GrilledSteezeSandwich said:


> Is that picture on the drive to Hunter..nice deal on that jacket..I have the Oakley Ultimate Shell..which I like..lots of features like a zipoff hood and lots of pockets..vents..Ipod hole..way steezier than the heli-hansons I used to rock..
> 
> I sort of wish they had jacket demos..it's hard to tell the right jacket in the store..



Good eye, yes that's Kaaterskill Falls


----------



## madskier6 (Jan 11, 2009)

MR. evil said:


> Good call, just got back from TJ Maxx. I scored a pretty sweet Spyder Team Venom jacket for $120. The original price was $300.
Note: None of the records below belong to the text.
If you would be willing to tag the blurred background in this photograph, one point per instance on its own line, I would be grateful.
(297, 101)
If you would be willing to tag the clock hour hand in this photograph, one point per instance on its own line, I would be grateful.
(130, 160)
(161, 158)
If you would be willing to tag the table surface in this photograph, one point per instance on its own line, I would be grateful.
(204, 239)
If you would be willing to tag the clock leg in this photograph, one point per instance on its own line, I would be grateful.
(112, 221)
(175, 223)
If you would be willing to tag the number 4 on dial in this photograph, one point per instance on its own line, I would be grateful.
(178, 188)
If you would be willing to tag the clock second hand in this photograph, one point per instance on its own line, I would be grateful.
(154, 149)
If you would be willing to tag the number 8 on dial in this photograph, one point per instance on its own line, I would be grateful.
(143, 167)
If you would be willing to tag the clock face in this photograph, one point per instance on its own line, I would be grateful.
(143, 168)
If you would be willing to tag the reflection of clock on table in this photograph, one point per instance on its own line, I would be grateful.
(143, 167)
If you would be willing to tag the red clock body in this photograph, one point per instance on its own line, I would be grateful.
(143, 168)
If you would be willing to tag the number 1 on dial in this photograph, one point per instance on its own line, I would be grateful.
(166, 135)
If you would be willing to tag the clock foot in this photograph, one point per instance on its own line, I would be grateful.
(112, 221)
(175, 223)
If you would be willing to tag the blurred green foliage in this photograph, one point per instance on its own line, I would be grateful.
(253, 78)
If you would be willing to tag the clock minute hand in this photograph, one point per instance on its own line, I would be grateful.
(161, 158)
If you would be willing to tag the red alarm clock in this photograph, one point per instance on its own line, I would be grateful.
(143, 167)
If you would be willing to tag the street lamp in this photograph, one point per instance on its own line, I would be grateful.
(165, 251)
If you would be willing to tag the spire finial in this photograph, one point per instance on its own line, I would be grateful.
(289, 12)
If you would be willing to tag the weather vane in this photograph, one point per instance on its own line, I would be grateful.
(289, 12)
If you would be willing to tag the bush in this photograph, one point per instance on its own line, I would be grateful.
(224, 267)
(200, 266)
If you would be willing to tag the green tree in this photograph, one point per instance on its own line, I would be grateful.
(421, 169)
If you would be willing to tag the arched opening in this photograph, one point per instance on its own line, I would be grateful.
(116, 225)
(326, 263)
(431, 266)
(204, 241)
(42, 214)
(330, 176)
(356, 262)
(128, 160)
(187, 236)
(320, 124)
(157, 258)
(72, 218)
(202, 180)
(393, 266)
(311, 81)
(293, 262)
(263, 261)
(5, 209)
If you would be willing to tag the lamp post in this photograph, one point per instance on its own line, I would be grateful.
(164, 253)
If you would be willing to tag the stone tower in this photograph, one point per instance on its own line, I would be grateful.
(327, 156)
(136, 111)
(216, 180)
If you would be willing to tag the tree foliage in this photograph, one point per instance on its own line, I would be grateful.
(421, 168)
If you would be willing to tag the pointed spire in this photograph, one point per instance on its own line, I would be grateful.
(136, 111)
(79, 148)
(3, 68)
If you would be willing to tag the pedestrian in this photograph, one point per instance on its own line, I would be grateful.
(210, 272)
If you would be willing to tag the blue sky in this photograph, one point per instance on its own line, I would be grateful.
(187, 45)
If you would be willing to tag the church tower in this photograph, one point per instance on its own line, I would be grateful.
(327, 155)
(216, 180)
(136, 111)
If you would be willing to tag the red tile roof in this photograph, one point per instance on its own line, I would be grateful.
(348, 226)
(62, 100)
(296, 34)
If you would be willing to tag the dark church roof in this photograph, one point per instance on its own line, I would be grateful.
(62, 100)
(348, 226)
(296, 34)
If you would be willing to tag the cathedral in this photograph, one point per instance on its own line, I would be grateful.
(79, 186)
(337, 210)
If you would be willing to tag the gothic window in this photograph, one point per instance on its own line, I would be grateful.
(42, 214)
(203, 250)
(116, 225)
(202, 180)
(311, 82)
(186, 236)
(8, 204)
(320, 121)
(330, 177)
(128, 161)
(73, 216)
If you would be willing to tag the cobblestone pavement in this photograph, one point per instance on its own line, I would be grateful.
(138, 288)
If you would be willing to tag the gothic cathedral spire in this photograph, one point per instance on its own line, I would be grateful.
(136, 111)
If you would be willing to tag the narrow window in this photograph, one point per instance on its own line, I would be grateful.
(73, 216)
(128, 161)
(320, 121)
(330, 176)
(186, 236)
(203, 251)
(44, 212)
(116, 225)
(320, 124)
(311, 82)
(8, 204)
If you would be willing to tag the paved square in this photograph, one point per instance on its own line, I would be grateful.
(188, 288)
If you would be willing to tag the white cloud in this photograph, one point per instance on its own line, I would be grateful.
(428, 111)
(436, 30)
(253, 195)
Good deal, Tim.  I'm not familiar with that particular jacket but lighter is definitely the way to go.  It gives you more flexibility to do layers based on the weather plus they're warmer by themselves than they used to be.

Which TJ's did you go to?  I gotta get my son a new jacket & they don't have much selection left at the West Springfield store (at least in his size).


----------



## Warp Daddy (Jan 11, 2009)

MR. evil said:


> Good call, just got back from TJ Maxx. I scored a pretty sweet Spyder Team Venom jacket for $120. The original price was $300.


 

Yeah-- TJ 's rocks !!

I  got a $500 Atomic shell for $199  for Xmas  gonna try it out tomorrow


----------



## riverc0il (Jan 12, 2009)

I was about to pipe in and suggest avoiding Spyder like the plauge but it looks like you already took the plunge. Hope you have better luck than I did... their Quality Control division has gone SERIOUSLY downhill.


----------



## andyzee (Jan 12, 2009)

riverc0il said:


> I was about to pipe in and suggest avoiding Spyder like the plauge but it looks like you already took the plunge. Hope you have better luck than I did... their Quality Control division has gone SERIOUSLY downhill.



I've had a couple of Spyders and no problems, but then again that was a couple of years ago.


----------



## MRGisevil (Jan 12, 2009)

madskier6 said:


> Good deal, Tim.  I'm not familiar with that particular jacket but lighter is definitely the way to go.  It gives you more flexibility to do layers based on the weather plus they're warmer by themselves than they used to be.
> 
> Which TJ's did you go to?  I gotta get my son a new jacket & they don't have much selection left at the West Springfield store (at least in his size).



The one in Westfield @ the shops (across from the new Home Depot). We're about 5 minutes down the road.


----------



## bigbog (Jan 13, 2009)

*....*

..just a personal observation,
Windproof-ability is a given need, but the lined jackets I've tried on in the past just don't seem to possess the breatheability that I get from having the warm fleece nearer to the wicking skin-layer with a larger "breathing-cavity" of air between fleece and the shell.
As to any definitive answer....beats me...
$.01


STeveD


----------



## Geoff (Jan 14, 2009)

I've been in shells for almost 20 years and don't own anything with insulation.  I vary the thickness of my polypro inner layer and polartec middle layer depending on the outside temperature.

My requirements for a shell:

A hood that fits over my helmet.  This is the ultimate thermal control.  On a cold lift ride, I pop up the hood.  It's also there for skiing in snow guns, powder, and sleet/freezing r@in/r@in.

Armpit zips.  Yet more thermal control.

A powder cuff at the waist and a system to keep the cuffs snug at your sleeves.

I have big brand loyalty to Gore Tex fabrics.  They are durable.  They are waterproof.  They breathe.


Edited:
Once you find what you want, eBay is your friend.  If you watch it for a few months, chances are that you will find exactly what you are looking for at a huge discount.  I bought a $500.00 Arc'Teryx softshell with this year's colors on eBay for $205.60 including shipping in December.


----------



## bigbog (Jan 27, 2009)

*..and in cold temps...*

During the months of colder temps a tighter/"Hard"-shell shell seems to stop the wind/outside-air much better for me than some softshells.  I picked up a Patagonia softshell on sale ~3-4 summers ago.  Seems to work well down to ~10F (that's with mid-fleece and a vest), but once in single digits and below...my Marmot hardshell is worth its weight in gold....in doing anything outside;-)
$.01


----------